Michael Fallon, UK Energy Minister responsible for shale, told an industry conference: “There is cross party consensus on this issue – I welcome confirmation that the Labour Party will not oppose our plans in (the Westminster) Parliament.
“Our proposals ensure that safety remains at the heart of shale production – this does not change any other aspect of the existing regulatory system, such as procedures for surface access, planning or environmental permits, or safety controls. “
Although the UK has been extracting onshore gas for almost a century, the shale industry has some important differences. Unlike conventional oil and gas, shale is not concentrated in small high value fields but is likely to be dispersed across large areas with ‘sweet spots’.
Traditional petroleum licence terms do not reflect this. They limit the amount of acreage that can be retained beyond certain deadlines and impose fees to incentivise the voluntary surrender of acreage. This could undermine the exploitation of shale gas in the UK.
So Fallon announced the following new licence conditions for potential shale gas operators. He said: “I have taken steps to make licences fit for purpose whilst increasing public transparency about fracking. I am removing unnecessary barriers and introducing a new flexibility to licences that allow the retention of greater areas than before.
“This will replace inflexible rules with an improved approach based on a system of “Production Plans” which are part of the licensed area that is being used for production; and “Retention Agreements” which are areas with work plans agreed between DECC and the licensee.
“These changes will reduce costs to the licensee but they won’t lead to land-banking as plans for meaningful activity will have to be approved.

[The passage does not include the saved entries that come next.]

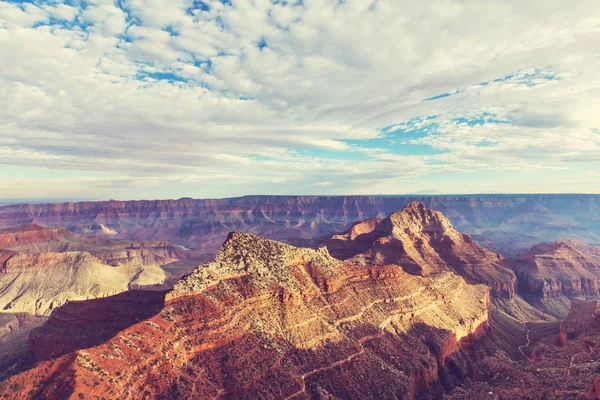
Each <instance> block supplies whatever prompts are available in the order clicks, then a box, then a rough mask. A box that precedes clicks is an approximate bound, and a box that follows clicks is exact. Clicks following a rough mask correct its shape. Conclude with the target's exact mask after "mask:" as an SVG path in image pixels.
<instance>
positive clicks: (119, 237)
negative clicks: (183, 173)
mask: <svg viewBox="0 0 600 400" xmlns="http://www.w3.org/2000/svg"><path fill="white" fill-rule="evenodd" d="M414 200H418V201H420V202H423V203H424V204H425V205H426V206H427V207H429V208H432V209H435V210H439V211H441V212H443V213H444V214H445V215H446V216H448V217H449V218H450V220H451V221H453V223H454V225H455V226H456V227H458V228H459V229H460V230H461V231H463V232H466V233H469V234H471V235H473V237H474V238H475V239H476V240H477V241H479V242H480V243H483V244H485V245H486V246H488V247H489V248H490V249H491V250H494V251H499V252H501V253H502V254H508V255H512V254H517V253H520V252H522V251H524V250H526V249H527V248H528V247H530V246H531V245H533V244H535V243H539V242H541V241H544V240H556V239H558V238H561V237H567V236H568V237H578V238H581V239H585V240H587V241H590V242H591V241H595V242H597V243H600V225H598V223H597V221H598V220H599V218H600V212H599V211H598V210H600V196H598V195H585V196H584V195H514V196H512V195H511V196H508V195H507V196H434V197H430V196H429V197H428V196H422V197H408V196H406V197H405V196H393V197H386V196H335V197H327V196H323V197H314V196H247V197H241V198H231V199H219V200H213V199H207V200H193V199H179V200H157V201H127V202H123V201H102V202H82V203H62V204H37V205H12V206H5V207H0V227H10V226H15V225H22V224H27V223H39V224H42V225H46V226H62V227H67V228H69V229H70V230H72V231H76V232H78V233H89V232H96V233H97V234H99V235H100V236H103V237H104V236H106V233H107V232H108V233H110V232H113V231H114V232H116V233H117V236H116V237H117V238H121V239H127V240H135V241H141V240H167V241H170V242H177V243H178V242H182V243H188V244H196V245H198V244H199V245H200V249H201V250H203V251H204V252H205V257H206V259H207V260H208V259H211V258H212V257H214V255H215V254H216V252H217V251H218V250H219V248H220V246H221V244H222V243H223V241H224V240H225V238H226V236H227V234H228V233H229V232H230V231H233V230H236V231H244V232H249V233H254V234H259V235H261V236H264V237H268V238H272V239H280V240H283V239H286V240H296V239H311V238H315V237H319V236H322V235H325V234H329V233H331V232H334V231H341V230H343V229H346V228H348V227H349V225H350V224H351V223H352V222H354V221H357V220H364V219H366V218H374V217H385V216H386V215H389V214H390V213H392V212H394V211H397V210H400V209H402V207H403V206H404V205H406V204H408V203H410V202H412V201H414ZM101 225H103V227H102V226H101Z"/></svg>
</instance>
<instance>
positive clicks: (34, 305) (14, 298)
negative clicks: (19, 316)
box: [0, 224, 188, 315]
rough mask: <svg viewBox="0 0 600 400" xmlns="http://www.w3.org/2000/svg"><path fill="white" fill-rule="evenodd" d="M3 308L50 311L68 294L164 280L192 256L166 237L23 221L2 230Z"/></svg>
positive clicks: (72, 297) (0, 302) (143, 284)
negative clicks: (68, 226) (41, 224)
mask: <svg viewBox="0 0 600 400" xmlns="http://www.w3.org/2000/svg"><path fill="white" fill-rule="evenodd" d="M0 246H2V248H1V249H0V288H2V290H1V291H0V312H11V313H14V312H27V313H30V314H36V315H49V314H50V313H51V312H52V310H53V309H55V308H57V307H59V306H61V305H63V304H65V303H66V302H67V301H69V300H85V299H91V298H96V297H104V296H110V295H114V294H116V293H120V292H123V291H126V290H128V289H129V288H130V287H132V286H133V287H147V286H152V285H159V284H163V283H165V282H166V281H168V280H169V279H168V276H169V274H168V273H167V272H165V270H163V269H162V268H161V266H162V265H165V264H169V263H172V262H175V261H178V260H181V259H185V258H187V257H188V254H187V253H186V252H185V251H184V250H182V249H179V248H176V247H174V246H172V245H170V244H169V243H167V242H149V243H131V242H120V241H115V240H99V239H97V238H94V237H85V236H79V235H75V234H73V233H72V232H69V231H68V230H66V229H64V228H44V227H41V226H38V225H33V224H29V225H25V226H21V227H16V228H10V229H7V230H2V231H0Z"/></svg>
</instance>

“We will also improve the transparency of information about the fracturing of shale and the flow rates achieved. It is important that everyone has access to this information earlier so I have decided that DECC will require licensees to submit reports about each well that involves the fracturing of shale, and that the confidentiality period for this information should be reduced from four years to just six months.”
The Minister said the benefits to the UK of using homegrown shale include:
- Displacing a proportion of gas imports – increasing resilience and energy security.
- Benefit in terms of jobs, tax revenues and growth, mitigating some of the falling revenues from the North Sea. EY’s recent supply chain report found that industry could support around 64,000 direct and induced jobs.
- And control the carbon emissions created by production inside our carbon budgets.